David also wrote me how he carefully "curates" his selections and that he has been "training under a pu'er master, tasting 5-10 pu'ers a day for months". So when I read his recommended "Intro to Pu'er, An Investor Guide to Sheng", I am surprised he states:

"A brand-new sheng should exhibit three main characteristics if it is to become a great tea. It should be sweet, smooth, and have a flavor or interest that you could see developing into something amazing."

I need not stress that that is the kind of sheng he is selling. I highly recommend MarshalN's post on the futility of chasing taste.   There has been a trend in the last few years for factories to produce sweeter fragrant cakes with more buds and young leaves manipulated to be consumed now.
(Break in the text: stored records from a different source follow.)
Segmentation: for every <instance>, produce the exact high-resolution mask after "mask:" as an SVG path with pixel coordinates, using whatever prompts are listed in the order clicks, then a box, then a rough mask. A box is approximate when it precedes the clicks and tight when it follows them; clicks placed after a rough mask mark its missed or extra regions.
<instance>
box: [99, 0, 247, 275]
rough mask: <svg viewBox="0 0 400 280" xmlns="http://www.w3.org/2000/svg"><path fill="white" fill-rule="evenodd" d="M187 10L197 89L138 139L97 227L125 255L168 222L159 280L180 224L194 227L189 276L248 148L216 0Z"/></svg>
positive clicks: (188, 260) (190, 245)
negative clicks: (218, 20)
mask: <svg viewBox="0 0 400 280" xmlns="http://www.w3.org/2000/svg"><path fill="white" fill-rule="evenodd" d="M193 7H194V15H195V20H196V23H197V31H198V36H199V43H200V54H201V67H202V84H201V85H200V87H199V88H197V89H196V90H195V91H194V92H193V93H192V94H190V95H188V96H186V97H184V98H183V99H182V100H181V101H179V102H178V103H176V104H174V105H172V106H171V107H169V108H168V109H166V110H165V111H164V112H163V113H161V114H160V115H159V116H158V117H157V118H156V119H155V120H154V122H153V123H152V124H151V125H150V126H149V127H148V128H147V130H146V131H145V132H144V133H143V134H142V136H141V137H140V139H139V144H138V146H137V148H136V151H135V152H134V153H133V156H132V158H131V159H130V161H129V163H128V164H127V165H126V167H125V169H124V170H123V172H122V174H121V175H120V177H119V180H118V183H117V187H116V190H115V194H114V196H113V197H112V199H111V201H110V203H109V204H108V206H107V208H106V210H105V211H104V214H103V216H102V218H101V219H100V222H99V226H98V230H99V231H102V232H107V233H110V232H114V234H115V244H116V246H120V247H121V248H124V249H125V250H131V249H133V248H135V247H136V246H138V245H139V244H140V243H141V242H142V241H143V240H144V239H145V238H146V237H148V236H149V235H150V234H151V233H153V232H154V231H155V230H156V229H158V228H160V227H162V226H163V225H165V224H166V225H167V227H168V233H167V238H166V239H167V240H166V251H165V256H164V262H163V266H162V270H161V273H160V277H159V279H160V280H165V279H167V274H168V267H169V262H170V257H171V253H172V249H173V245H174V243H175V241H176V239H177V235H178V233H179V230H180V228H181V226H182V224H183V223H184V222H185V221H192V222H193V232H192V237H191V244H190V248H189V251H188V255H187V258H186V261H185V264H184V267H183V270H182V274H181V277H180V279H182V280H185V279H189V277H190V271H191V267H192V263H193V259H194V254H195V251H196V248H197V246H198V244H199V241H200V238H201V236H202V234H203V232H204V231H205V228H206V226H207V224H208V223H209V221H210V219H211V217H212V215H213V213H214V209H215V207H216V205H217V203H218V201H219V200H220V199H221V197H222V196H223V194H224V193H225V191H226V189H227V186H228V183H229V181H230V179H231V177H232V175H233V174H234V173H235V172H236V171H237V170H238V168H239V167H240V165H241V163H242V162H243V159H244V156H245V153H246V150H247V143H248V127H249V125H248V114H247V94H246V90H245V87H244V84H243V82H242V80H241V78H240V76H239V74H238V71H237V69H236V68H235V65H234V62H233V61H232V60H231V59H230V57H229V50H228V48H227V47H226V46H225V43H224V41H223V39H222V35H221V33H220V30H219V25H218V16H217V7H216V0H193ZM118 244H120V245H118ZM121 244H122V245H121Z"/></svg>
There is enough empirical evidence that sweet smooth cakes have shown NOT to age well.  Just flip through the half-dipper.  No one really knows definitively what ages well but strength (cha qi) and presence of huigan and kuwei is often mentioned, as well as complexity from wild tree.   For a Western vendor trying to sell sheng to new pu-erh drinkers, they have to carry sheng that can be drunk now to beginners which is not necessarily the tea that will age best.


I want to spend time writing posts about the appreciation of tea and not being ripped off or being scammed.  It's unfortunate that the pu-erh market is filled with so many gaps in knowledge that the consumer can be taken for quite a ride. Good night!